Bu tip reaktif karşı çıkışların temelinde ise daima aynı nedenler, aynı başlıklar gözlenir. Bu neden ve başlıklar ise muhafazakârlık ve milliyetçiliktir. Anayasa değişikliği konusundaki direnç buradan gelir.
Özünde milli aidiyetlere yaslanarak oluşturulmuş bu tip sistemlerin kalelerinde gizli, faşist egemen anlayışların bulunduğu açık-kapalı örneklerle sabittir. Sırf bu nedenlerle dahi adına cumhuriyet denen rejimlerin mevcut hemen bütün örneklerinde milliyetçi ve muhafazakâr eğilimlerin ağırlığı ziyadesiyle hissedilir. Rejim kendini ne adla tanımlarsa tanımlasın uygulamada kaba bir totalitarizm hissedilir.
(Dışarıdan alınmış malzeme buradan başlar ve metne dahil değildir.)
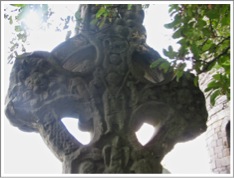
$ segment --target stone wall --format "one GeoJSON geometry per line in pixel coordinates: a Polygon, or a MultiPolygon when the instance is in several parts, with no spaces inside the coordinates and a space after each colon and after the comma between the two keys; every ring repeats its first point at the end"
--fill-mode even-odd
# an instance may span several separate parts
{"type": "MultiPolygon", "coordinates": [[[[207,73],[200,76],[202,91],[210,82],[212,75],[207,73]]],[[[209,113],[207,121],[206,141],[210,155],[210,168],[213,173],[230,173],[230,103],[226,97],[217,99],[211,106],[209,92],[205,93],[206,107],[209,113]]]]}

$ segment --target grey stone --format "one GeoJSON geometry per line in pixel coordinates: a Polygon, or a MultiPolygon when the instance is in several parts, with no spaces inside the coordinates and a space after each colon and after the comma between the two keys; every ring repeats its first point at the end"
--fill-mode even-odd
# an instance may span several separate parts
{"type": "Polygon", "coordinates": [[[87,20],[95,8],[81,6],[79,34],[51,53],[15,60],[6,115],[22,131],[41,135],[63,162],[63,173],[162,173],[160,162],[177,142],[206,130],[205,97],[192,74],[177,82],[172,70],[149,67],[160,55],[145,43],[139,5],[130,11],[116,5],[120,16],[101,28],[87,20]],[[138,17],[133,25],[130,19],[138,17]],[[91,143],[75,140],[63,117],[79,118],[91,143]],[[144,122],[159,130],[142,146],[135,132],[144,122]]]}

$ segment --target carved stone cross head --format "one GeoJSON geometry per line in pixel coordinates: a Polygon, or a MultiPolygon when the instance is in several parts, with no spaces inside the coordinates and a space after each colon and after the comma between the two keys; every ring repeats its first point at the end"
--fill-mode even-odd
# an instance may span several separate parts
{"type": "MultiPolygon", "coordinates": [[[[177,82],[173,71],[150,68],[161,57],[145,43],[142,9],[116,7],[122,9],[111,23],[99,30],[86,24],[50,53],[23,54],[11,72],[8,119],[38,132],[64,173],[161,173],[160,161],[174,144],[206,130],[205,99],[194,76],[177,82]],[[88,145],[67,131],[64,117],[92,133],[88,145]],[[135,135],[143,123],[155,127],[145,146],[135,135]]],[[[82,8],[87,19],[96,13],[94,5],[82,8]]]]}

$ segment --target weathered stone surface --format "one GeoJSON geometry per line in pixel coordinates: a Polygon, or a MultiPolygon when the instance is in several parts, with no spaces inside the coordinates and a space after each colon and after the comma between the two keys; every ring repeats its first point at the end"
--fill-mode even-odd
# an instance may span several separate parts
{"type": "MultiPolygon", "coordinates": [[[[51,53],[17,58],[11,72],[7,117],[40,133],[64,173],[161,173],[160,161],[175,143],[206,130],[205,99],[194,76],[177,82],[173,72],[151,69],[160,56],[145,43],[143,11],[118,7],[121,16],[111,26],[86,24],[51,53]],[[91,143],[76,141],[63,117],[79,118],[91,143]],[[135,132],[144,122],[158,132],[142,146],[135,132]]],[[[89,18],[96,12],[94,5],[82,8],[89,18]]]]}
Bunun yanında kendini Sosyalist cumhuriyet olarak tanımlayan ülkelerde de bunun başka tip bir otoriteye yaslanan ziyadesiyle tiranik örnekleri payidardır.
Oysa ileri demokrasi diye tanımlanan, hatta sınırları gayet esnek ve çoğu zaman izafi olarak çizilmiş olan batı demokrasileriyle tamamlanmak istenen tartışmalı tanımlama bu ütopik çerçeve için ziyadesiyle keyfiyetçi resmedilmektedir.
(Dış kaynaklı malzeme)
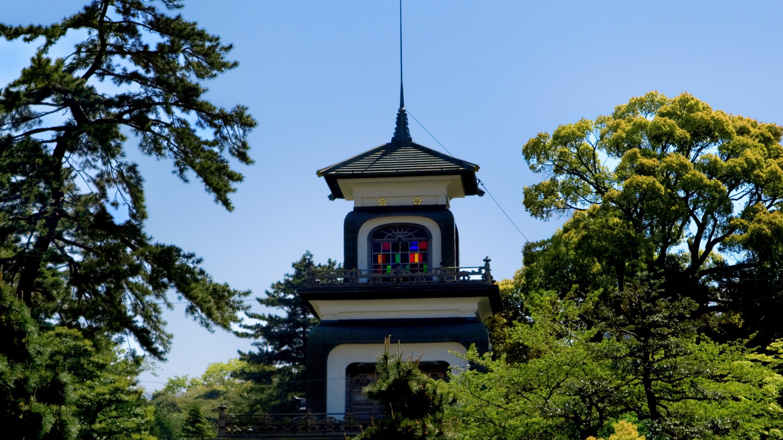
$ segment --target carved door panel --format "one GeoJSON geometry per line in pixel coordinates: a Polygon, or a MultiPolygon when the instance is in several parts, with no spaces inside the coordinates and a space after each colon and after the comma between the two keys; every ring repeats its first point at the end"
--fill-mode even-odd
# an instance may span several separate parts
{"type": "Polygon", "coordinates": [[[381,404],[364,394],[364,387],[378,380],[374,363],[352,363],[345,369],[345,412],[359,419],[382,413],[381,404]]]}

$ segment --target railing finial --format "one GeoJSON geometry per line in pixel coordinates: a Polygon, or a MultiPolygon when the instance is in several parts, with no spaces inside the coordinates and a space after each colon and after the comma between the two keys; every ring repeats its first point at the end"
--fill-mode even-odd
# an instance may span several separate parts
{"type": "Polygon", "coordinates": [[[489,256],[484,257],[484,280],[489,282],[493,282],[492,272],[489,270],[489,256]]]}

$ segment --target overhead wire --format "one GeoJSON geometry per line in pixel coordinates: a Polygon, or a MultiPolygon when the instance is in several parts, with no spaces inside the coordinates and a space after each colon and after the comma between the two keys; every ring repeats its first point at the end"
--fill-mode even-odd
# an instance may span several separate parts
{"type": "MultiPolygon", "coordinates": [[[[420,122],[419,122],[419,120],[416,119],[416,116],[414,116],[413,114],[410,113],[410,110],[407,110],[407,112],[408,114],[410,115],[410,117],[413,118],[413,120],[415,120],[416,123],[418,123],[419,126],[421,127],[421,128],[423,128],[424,131],[426,131],[427,134],[430,135],[431,138],[435,139],[435,142],[438,142],[438,145],[439,145],[441,147],[443,148],[444,150],[446,150],[446,152],[449,153],[449,156],[454,157],[454,155],[451,154],[451,152],[449,151],[449,148],[446,148],[446,145],[441,143],[441,141],[438,141],[437,138],[433,136],[432,134],[430,133],[430,131],[427,130],[427,127],[424,127],[424,124],[422,124],[420,122]]],[[[502,212],[503,215],[506,216],[506,218],[508,219],[508,221],[511,222],[511,224],[513,224],[514,227],[516,228],[517,231],[518,231],[522,235],[522,238],[524,238],[526,241],[529,241],[530,240],[525,235],[525,233],[522,232],[521,229],[519,229],[519,227],[517,226],[517,224],[514,223],[514,220],[511,220],[511,217],[509,216],[507,213],[506,213],[506,210],[503,209],[503,206],[500,206],[497,199],[495,199],[495,197],[492,195],[491,192],[489,192],[489,190],[487,189],[487,187],[486,185],[484,184],[484,182],[482,182],[482,180],[479,179],[478,177],[476,177],[476,181],[478,181],[478,184],[482,185],[482,188],[484,188],[484,191],[485,191],[486,193],[489,195],[489,197],[493,199],[493,202],[494,202],[495,204],[497,205],[497,207],[500,209],[500,212],[502,212]]]]}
Öyle ki; merkezinde belli başlı Avrupa cumhuriyetlerinin ve ABD’nin bulunduğu bu tip demokrasi örneklerinin yapısında yer alan hoşgörüsüzlük giderek keskin hatlar kazanmaktadır. Kendinden olmayana karşı girişilen bu tip ziyadesiyle riyakâr örneklerin, iş başkalarının hakları ve taleplerine gelince, nasıl büyük bir şiddetle emperyal refleksler geliştirdiği ise layıkıyla aşikârdır.
Son örnekleri Kuzey Afrika ve Ortadoğu’da gözlenen batılı demokrasilerin tutumları, altı çizilen eksende ziyadesiyle dikkat çekicidir. Bununla birlikte, bulunduğu tarihsel stratejik konum nedeniyle fazlasıyla anahtar özellikte bulunan Türkiye’nin ise, son yıllarda çizdiği dış politika stratejisi ve içinde bulunduğu değişken dinamik bölgesel kaynamalara getirdiği vizyoner yaklaşım ise fazlasıyla takdir edilmektedir.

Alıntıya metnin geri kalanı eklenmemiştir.